Some communities also have higher risks for different diseases just because their community was already at higher risk - and this happens independent of air pollution. For example, heart disease is much higher in the southern United States than elsewhere. So it’s likely that this population has both a higher baseline of heart disease hospital admissions, but may also be more sensitive to pollution.
All of this has to be considered by epidemiologists.
At the end of the day, we want a number that is simple to understand that answers a simple question: how likely is that that I will become sick or die from my exposure today.
Science Shows us How
A really important study in 2009 gives us some direction. This study found that across the United States, for every decrease of 10 microgram per cubic meter of particulate (the dust and soot floating in the air), lifespan increased by 0.61 years - an inverted relationship. Conversely, if you increase particulate matter by 10 micrograms per cubic meter (microgram/m3), one could assume this results in 0.61 years of life lost.
To a young-ish American president, this is about 1% of his remaining life, according to the Winton Programme for the Public Understanding of Risk based in the Statistical Laboratory in the University of Cambridge (UK). And 1% of a day is about 15 minutes. Again, this is per 10 microgram/m3, which means in a super polluted environment like Delhi, where particulate matter was more than 100 microgram/m3 (about 10x higher than Washington DC), you have to multiple the 15 minutes of life lost by 10 times; each day in Delhi therefore results in 2-2.5 hours of life lost. Multiple this by three, one for each day he was there, and we arrive at 6 hours. Okay, somewhere between 6-7.5 hours, but close enough.
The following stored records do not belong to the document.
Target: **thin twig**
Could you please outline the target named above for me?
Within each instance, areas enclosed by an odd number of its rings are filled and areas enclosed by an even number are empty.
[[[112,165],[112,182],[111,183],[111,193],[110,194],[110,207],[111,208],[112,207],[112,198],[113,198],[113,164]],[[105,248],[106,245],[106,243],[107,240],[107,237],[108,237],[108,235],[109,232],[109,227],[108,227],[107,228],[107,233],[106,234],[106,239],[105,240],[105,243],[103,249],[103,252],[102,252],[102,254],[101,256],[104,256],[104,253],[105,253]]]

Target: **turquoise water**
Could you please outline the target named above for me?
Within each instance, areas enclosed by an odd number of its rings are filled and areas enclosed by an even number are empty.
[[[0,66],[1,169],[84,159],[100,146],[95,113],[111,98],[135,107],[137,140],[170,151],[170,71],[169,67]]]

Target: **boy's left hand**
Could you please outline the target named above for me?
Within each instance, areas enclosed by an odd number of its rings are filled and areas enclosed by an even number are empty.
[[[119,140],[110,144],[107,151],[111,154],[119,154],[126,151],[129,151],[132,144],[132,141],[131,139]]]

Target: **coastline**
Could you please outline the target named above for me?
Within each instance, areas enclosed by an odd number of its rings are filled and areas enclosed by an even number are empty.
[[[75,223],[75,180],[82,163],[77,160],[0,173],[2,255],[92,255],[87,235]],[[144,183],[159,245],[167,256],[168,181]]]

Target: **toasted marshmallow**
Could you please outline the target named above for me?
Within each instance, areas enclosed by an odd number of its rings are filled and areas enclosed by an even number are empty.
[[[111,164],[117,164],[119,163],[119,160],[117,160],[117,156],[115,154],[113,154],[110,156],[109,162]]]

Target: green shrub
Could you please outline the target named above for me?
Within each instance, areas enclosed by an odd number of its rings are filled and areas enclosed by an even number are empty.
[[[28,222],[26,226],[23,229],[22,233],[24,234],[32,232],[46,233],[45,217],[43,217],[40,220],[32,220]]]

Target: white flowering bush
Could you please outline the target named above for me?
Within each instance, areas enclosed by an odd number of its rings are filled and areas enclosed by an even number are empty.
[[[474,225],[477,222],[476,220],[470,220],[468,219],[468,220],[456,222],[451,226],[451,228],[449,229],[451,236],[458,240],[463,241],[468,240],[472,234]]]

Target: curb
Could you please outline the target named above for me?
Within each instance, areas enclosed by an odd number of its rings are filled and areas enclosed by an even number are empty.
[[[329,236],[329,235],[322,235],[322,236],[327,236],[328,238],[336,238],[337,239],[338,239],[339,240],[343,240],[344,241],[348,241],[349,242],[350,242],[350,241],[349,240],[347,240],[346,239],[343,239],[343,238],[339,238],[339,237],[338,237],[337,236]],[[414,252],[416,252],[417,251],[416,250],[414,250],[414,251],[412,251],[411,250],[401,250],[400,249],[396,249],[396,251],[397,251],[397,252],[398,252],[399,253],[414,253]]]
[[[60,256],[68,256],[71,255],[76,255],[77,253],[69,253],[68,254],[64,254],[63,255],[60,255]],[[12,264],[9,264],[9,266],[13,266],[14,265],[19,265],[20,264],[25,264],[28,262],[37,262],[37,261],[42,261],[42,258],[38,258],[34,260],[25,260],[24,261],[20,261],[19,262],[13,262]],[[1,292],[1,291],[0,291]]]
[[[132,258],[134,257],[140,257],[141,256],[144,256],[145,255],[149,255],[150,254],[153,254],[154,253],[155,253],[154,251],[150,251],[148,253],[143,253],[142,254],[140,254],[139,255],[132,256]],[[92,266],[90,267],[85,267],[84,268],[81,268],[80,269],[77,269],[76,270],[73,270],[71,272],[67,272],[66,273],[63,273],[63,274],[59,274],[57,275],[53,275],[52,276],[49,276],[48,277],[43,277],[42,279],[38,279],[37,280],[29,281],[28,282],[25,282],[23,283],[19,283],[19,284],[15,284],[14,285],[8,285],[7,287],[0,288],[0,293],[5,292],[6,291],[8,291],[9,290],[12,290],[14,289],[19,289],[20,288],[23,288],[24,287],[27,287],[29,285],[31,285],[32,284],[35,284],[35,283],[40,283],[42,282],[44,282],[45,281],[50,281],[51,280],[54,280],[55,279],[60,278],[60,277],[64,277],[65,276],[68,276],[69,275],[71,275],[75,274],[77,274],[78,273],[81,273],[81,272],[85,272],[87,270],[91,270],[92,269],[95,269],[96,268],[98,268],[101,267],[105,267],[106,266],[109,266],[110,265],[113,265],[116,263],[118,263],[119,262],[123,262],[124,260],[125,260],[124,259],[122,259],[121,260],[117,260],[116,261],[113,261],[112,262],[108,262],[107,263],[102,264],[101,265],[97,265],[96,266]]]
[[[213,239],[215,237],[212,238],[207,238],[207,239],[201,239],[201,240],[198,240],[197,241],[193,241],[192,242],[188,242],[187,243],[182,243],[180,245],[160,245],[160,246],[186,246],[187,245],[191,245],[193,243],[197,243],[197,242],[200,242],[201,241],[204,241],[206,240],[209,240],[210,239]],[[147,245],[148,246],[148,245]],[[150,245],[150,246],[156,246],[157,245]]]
The average Indian loses a little less than six years of their life, all because of lifetime air pollution exposure.
Despite the global headlines, there are two big issues with doing this that should make every epidemiologist shudder. First, it is not appropriate to predict an individual response from community data. In epidemiology, this mantra holds quite true: “your individual experience may vary”. The 0.61 year per 10 microgram/m3 is based on how millions of people across hundreds of counties in the United States responded to different amounts of pollution. Sure, on average, lifespan goes up with lower pollution. But that doesn’t mean the same thing applies for an individual who may have different behaviors and traits that make them more, or less, susceptible to pollution effects than the average community.
And second, one is assuming that air pollution exposure is causing people to become sick. Technically, this is known as ‘causality’ which is a nerdy description that some specific event leads absolutely to a specific effect - breathing polluted air causes you to die. Instead, most of our understanding uses data that describes an association, meaning that our understanding of why people get sick (and some die) is not absolute; other things could be causing people to become sick. The 2009 paper is one of association, not causality.
Don’t get me wrong: the weight of associative evidence for air pollution health effects is overwhelming. Air pollution exposure is strongly linked with sickness and death, even if we don’t have ‘causal’ evidence. Heck, it’s really hard to find causal evidence for gravity, but we all accept the association that when we drop a box on our foot, gravity was the most likely culprit. I don’t question that.
We worry about these sorts of things because we are constantly exposed to air pollution. It’s a persistent risk for everyone. But more for some than others.
It probably took you about 5 minutes to read this article. You may not have had time to read it, if you’d spent about an hour with the former President on that risky trip to India!